COSECANT (x) = COTAN (x) / TAN (x)

Re: hacking attempts

[Janina Sajka]

Doug Sutherland writes:
> One thing that linux distros have traditionally had backwards
> is turning everything on by default, including all kinds of
> port access.


That used to be true for all *nix systems. It has noticably changed over
the past few years. I believe the only port on by default in today's
Fedora install is port 22. For attacks on port 22 there is a lovely
monitoring application called denyhosts that will shortly curtail
scripted attacks on 22.

Janina

Re: hacking attempts

[Doug Sutherland]

I totally agree that firewalls are not a panacea, and also that
its more important to not open ports that you don't have to.
I don't run any kind of services like ssh or ftp, I don't even
run inetd or anything like it. There are no ports open! The
only open ports are outgoing and related answers incoming.

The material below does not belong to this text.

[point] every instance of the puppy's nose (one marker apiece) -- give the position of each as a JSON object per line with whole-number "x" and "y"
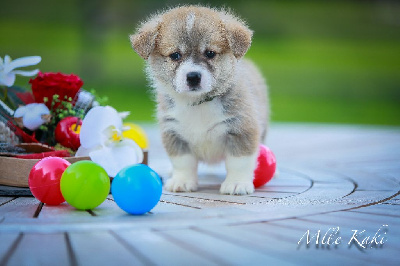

One thing that linux distros have traditionally had backwards
is turning everything on by default, including all kinds of
port access. The first thing I do whenever installing is make
sure no services are running that open ports, and that only
what I need is running, period.

Having said that, a basic firewall is still important for its
drop packets functionality. You do not want any info that
you are even there, that you exist. You want to drop packets
therefore you should have a simple basic firewall in place.
Start by dropping everything, then allow only what you need.

  -- Doug

re: hacking attempts

[Jude DaShiell]

The firewall-piercing-HOWTO is not long but very educational for anyone 
who thinks firewalls are all that's needed to slow down hackers. Since I 
have no need to log into this machine from the outside, I edited 
/etc/ssh/sshd_config and commented out line 5 that starts out with Port 
and then saved my work.  I also downloaded the lcap package nd after 
having edited sshd_config I also did a chattr +i /etc/ssh/sshd_config. 
That won't stop hackers but may add a few seconds delay for them.